In "Trading Democracy" we hear of the case of Methanex, a Canadian company that is the world's largest producer of the key ingredient in the gasoline additive MTBE, which was found to be a carcinogen. In 1995, MTBE was discovered in wells throughout California, and by 1999 had contaminated 30 public water systems and 10 ground water sites. California, reasonably enough, ordered the additive to be phased out. Methanex then filed suit under Chapter 11, even though it knew its product could pollute water systems and cause cancer. Methanex is seeking $970 million in compensation from the U.S. government for loss of market share and future profits.

As of this writing, the Methanex case has not been decided, and one can only hope the company willdrop its suit, if only for fear of bad public relations.
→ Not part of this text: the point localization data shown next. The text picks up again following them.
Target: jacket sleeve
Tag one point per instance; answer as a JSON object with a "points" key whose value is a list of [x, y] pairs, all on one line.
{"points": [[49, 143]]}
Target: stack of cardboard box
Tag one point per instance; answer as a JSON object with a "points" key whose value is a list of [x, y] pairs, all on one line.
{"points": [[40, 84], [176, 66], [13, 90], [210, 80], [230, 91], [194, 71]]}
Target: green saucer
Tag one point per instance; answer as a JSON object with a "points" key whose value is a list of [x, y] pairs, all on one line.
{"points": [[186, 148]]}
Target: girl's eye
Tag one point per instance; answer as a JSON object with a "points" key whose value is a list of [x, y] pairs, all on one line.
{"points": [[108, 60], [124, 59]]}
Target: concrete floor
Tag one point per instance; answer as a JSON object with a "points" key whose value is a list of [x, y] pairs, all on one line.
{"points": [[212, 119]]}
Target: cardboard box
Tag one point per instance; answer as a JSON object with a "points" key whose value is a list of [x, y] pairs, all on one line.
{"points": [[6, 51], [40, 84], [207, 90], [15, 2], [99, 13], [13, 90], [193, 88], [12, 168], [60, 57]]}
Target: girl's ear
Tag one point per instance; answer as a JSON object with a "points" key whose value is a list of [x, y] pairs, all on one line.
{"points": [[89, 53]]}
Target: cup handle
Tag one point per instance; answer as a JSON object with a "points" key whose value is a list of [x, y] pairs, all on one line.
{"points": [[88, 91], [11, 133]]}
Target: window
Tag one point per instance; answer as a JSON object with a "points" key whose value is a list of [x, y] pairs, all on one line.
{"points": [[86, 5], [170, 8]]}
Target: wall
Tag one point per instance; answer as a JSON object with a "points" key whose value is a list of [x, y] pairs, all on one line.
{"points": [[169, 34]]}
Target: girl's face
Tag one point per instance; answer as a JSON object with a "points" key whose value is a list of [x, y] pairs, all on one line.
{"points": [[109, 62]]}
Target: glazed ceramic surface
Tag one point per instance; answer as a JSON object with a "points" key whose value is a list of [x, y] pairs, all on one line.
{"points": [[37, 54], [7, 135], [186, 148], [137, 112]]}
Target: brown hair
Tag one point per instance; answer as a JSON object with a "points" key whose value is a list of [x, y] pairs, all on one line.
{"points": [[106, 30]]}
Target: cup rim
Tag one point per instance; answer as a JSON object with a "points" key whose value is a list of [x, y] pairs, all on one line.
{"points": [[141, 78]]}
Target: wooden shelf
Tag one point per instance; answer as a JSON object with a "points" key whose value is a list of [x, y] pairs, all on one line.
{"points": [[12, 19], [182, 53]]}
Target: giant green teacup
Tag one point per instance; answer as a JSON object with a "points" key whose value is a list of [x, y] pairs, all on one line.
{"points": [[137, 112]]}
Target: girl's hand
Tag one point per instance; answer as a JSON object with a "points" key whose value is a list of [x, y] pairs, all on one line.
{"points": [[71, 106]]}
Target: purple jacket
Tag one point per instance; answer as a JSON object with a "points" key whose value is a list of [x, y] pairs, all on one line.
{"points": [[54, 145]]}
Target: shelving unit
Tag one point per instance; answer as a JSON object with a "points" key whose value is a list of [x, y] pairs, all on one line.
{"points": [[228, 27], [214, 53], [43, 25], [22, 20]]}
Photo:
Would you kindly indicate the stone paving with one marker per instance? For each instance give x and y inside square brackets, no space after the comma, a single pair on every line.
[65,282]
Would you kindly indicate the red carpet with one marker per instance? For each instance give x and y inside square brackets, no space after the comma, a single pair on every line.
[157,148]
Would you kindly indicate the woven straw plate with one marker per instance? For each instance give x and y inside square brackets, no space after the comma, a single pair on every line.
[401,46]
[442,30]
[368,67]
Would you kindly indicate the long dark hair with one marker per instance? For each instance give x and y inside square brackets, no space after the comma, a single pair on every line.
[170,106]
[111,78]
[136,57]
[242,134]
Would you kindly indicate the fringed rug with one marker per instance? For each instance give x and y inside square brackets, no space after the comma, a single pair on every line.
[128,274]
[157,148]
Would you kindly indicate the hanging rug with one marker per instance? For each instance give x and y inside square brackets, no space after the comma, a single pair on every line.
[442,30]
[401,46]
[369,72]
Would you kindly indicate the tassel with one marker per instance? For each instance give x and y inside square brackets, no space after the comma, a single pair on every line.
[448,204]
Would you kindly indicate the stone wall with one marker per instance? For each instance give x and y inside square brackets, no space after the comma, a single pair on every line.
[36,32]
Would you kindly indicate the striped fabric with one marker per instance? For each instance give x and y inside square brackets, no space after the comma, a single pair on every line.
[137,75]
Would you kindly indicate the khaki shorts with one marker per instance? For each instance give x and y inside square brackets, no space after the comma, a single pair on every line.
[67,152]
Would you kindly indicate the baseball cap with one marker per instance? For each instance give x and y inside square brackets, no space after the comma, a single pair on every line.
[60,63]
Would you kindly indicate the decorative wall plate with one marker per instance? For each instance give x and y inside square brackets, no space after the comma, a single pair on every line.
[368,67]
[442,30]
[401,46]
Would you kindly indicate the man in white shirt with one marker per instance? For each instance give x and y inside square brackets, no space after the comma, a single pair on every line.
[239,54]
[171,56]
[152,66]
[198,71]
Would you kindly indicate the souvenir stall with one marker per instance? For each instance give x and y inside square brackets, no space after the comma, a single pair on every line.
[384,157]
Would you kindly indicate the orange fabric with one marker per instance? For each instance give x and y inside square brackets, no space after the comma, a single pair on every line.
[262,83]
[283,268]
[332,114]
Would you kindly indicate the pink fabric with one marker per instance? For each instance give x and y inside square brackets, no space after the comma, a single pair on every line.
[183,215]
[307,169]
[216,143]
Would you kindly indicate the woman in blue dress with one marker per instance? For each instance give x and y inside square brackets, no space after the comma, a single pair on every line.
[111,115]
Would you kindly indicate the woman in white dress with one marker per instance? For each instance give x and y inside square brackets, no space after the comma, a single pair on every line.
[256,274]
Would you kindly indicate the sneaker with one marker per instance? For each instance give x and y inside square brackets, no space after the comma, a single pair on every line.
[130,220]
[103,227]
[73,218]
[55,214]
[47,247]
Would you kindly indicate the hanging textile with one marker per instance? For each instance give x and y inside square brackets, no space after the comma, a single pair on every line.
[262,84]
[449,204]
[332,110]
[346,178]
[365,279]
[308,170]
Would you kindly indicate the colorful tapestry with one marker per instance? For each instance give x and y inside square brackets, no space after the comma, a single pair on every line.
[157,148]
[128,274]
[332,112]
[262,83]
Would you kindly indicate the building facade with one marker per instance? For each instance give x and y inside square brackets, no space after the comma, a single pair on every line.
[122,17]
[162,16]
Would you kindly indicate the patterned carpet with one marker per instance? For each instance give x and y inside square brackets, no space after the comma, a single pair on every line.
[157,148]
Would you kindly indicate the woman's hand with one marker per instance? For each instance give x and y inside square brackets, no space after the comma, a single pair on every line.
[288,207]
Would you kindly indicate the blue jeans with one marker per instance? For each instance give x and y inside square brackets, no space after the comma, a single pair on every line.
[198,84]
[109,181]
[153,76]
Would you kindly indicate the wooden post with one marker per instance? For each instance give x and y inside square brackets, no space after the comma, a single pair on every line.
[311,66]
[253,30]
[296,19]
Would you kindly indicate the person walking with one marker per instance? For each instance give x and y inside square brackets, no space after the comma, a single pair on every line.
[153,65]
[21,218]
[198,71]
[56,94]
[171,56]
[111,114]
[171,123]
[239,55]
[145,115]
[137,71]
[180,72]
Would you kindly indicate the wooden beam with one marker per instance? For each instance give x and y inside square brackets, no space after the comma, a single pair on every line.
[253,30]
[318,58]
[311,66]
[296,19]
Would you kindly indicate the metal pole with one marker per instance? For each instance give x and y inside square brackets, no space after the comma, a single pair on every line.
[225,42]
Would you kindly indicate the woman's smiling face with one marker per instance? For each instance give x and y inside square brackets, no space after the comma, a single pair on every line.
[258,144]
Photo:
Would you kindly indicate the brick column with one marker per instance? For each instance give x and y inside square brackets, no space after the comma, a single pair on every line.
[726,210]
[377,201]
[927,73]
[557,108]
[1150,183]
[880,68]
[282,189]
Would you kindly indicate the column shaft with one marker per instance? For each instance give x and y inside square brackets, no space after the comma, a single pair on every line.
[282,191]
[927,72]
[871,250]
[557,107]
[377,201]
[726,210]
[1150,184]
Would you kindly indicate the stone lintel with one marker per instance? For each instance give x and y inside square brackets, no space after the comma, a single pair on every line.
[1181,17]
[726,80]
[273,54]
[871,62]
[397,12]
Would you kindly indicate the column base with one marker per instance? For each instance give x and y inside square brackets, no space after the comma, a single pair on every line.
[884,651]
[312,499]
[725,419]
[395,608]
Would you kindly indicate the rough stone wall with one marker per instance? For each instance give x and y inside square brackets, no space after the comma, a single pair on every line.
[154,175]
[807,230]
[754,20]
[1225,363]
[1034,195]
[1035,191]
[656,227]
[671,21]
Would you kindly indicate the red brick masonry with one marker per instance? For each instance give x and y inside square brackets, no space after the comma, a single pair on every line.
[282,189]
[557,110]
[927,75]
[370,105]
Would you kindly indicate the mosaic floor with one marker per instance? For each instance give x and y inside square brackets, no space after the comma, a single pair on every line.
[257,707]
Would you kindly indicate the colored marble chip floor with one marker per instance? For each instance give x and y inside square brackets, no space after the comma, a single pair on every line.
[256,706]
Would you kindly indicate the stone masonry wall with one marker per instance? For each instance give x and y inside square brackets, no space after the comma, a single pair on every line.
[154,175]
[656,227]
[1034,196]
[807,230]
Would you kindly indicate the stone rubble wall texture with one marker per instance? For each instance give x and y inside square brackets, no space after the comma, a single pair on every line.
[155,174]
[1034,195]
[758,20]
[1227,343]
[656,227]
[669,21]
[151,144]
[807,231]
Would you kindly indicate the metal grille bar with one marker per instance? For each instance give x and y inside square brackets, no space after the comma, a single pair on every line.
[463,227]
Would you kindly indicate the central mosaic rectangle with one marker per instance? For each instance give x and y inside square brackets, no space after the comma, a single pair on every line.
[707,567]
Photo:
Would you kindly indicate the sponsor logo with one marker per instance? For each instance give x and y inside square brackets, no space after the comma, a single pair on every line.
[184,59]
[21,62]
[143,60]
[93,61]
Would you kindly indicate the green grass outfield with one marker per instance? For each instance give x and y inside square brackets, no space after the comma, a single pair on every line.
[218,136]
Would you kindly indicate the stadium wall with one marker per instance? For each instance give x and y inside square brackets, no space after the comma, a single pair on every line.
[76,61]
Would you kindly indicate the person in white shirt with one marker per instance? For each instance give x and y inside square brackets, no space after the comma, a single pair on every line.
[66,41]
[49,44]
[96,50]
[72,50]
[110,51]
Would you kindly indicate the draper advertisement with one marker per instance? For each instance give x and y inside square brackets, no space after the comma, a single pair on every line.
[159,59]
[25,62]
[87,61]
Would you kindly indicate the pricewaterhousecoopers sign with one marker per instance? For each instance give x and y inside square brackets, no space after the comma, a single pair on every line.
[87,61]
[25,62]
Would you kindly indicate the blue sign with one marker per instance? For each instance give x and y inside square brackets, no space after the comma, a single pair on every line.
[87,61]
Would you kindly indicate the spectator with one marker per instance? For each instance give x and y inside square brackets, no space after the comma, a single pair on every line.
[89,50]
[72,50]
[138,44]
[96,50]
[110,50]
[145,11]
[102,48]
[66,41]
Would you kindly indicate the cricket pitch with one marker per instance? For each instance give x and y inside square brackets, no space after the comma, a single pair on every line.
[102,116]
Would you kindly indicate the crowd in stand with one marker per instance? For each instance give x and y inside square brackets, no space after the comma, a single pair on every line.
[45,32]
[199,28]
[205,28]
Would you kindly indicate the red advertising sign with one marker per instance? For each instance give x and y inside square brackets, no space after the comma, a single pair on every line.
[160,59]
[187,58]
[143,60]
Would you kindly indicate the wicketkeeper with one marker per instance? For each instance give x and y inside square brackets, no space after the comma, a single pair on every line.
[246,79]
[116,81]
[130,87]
But there is no opportunity for the public -- particularly Californians whose homes or health have been damaged by MTBE -- to present their views in a court of law. The deliberations will be secret and decided by a three-man NAFTA-appointed tribunal consisting of experts on international law. It will be a test of whether international corporate trade is more powerful than a government's mandate to protect the health of its people.

"I call [the NAFTA tribunal] an exclusive court for capital," says journalist William Greider, who appears in "Trading Democracy." He points out that "If Methanex wins its billion dollar claim over California environmental law, there ain't gonna be many states enacting that law, are there?" Greider's main argument is that Chapter 11 "hobbles the authority of government to act in the broader public interest. And, in fact, that was the idea in the first place."